Robert Lloyd
Director - Head of Land & Development BNP Paribas Real Estate Ireland
+353 (0) 1 661 1233
As we endure the ongoing COVID-19 Health crisis, BNP Paribas Real Estate Ireland Director and Head of Land and Development Robert Lloyd gives us his observations and answers some of the more pertinent questions often put to him...


What has developers’ reaction been to the pandemic and what does this mean for land values going forward?

Overall, it’s been robust and progressive. The smart developers have been very active either buying sites or advancing projects. It’s like what Warren Buffet says, “I only buy snow shovels in July”.

Financing projects has been one of the main challenges, with many lenders slowing down or pulling back, affecting transaction volumes, which were down significantly in 2020.

However, there has been lots of activity throughout the year which we think we’ll see come through in 2021. The nature of property development typically means taking a 2 – 5 year view since that’s how long a medium scale schemes can take, much longer for larger ones. So, professional developers are used to looking around corners and dealing with bumps in the road.

Land values have remained stable generally, though there are numerous examples of off-market transactions at higher price levels than 2019, especially in the PRS sector which has and continues to perform very well.
If you had €50m to spend, what types of real estate would you buy and what sectors do you see being most active?

Any of the sites that I bought for our clients!

I would certainly buy in the PRS sector where we see great potential, including social housing backed by government income. PRS has performed really well in recent years and is now an established, institutional grade asset class. And while we’ve already seen some great schemes delivered, in relative terms we think it is still in the ‘start up’ phase of its evolution - improving all the time.
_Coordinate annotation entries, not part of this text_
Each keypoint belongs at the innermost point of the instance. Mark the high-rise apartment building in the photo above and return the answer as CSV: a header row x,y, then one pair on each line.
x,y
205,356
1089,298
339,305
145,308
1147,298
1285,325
Looking at the talent pool active in this sector and the pipeline of schemes being progressed at the moment, I think the development landscape in PRS is going to look even better in the coming years than it is today, as the next phase of projects is delivered.

We think the office market will bounce back too and re-establish itself - and we’ll see more office developments happen once we get closer to the vaccine and economic normality. Ireland has a fantastic record of FDI, reportedly receiving $75 billion in the first 6 months of 2020, more than China ($68 billion) and the US ($62 billion). We understand Bartra are going to start building their Boston Sidings office scheme in Q1 2021 which is very positive. Construction inflation has softened through 2020 and office occupiers will return.
How do you see Work From Home (“WFH”) playing out in future office developments?

This has been an active topic of conversation during the pandemic. However, we don’t see it being a substitute or replacement for the ‘traditional’ office. It’s not binary. Inevitably, there will be changes to the working environment but many of these were pre-existing, such as a more agile and flexible workforce, and employee health & wellbeing. We see office schemes of the future (as good as they are now) being a better, more refined version of what they are today, with an even greater focus on sustainability, wellbeing and technology in particular.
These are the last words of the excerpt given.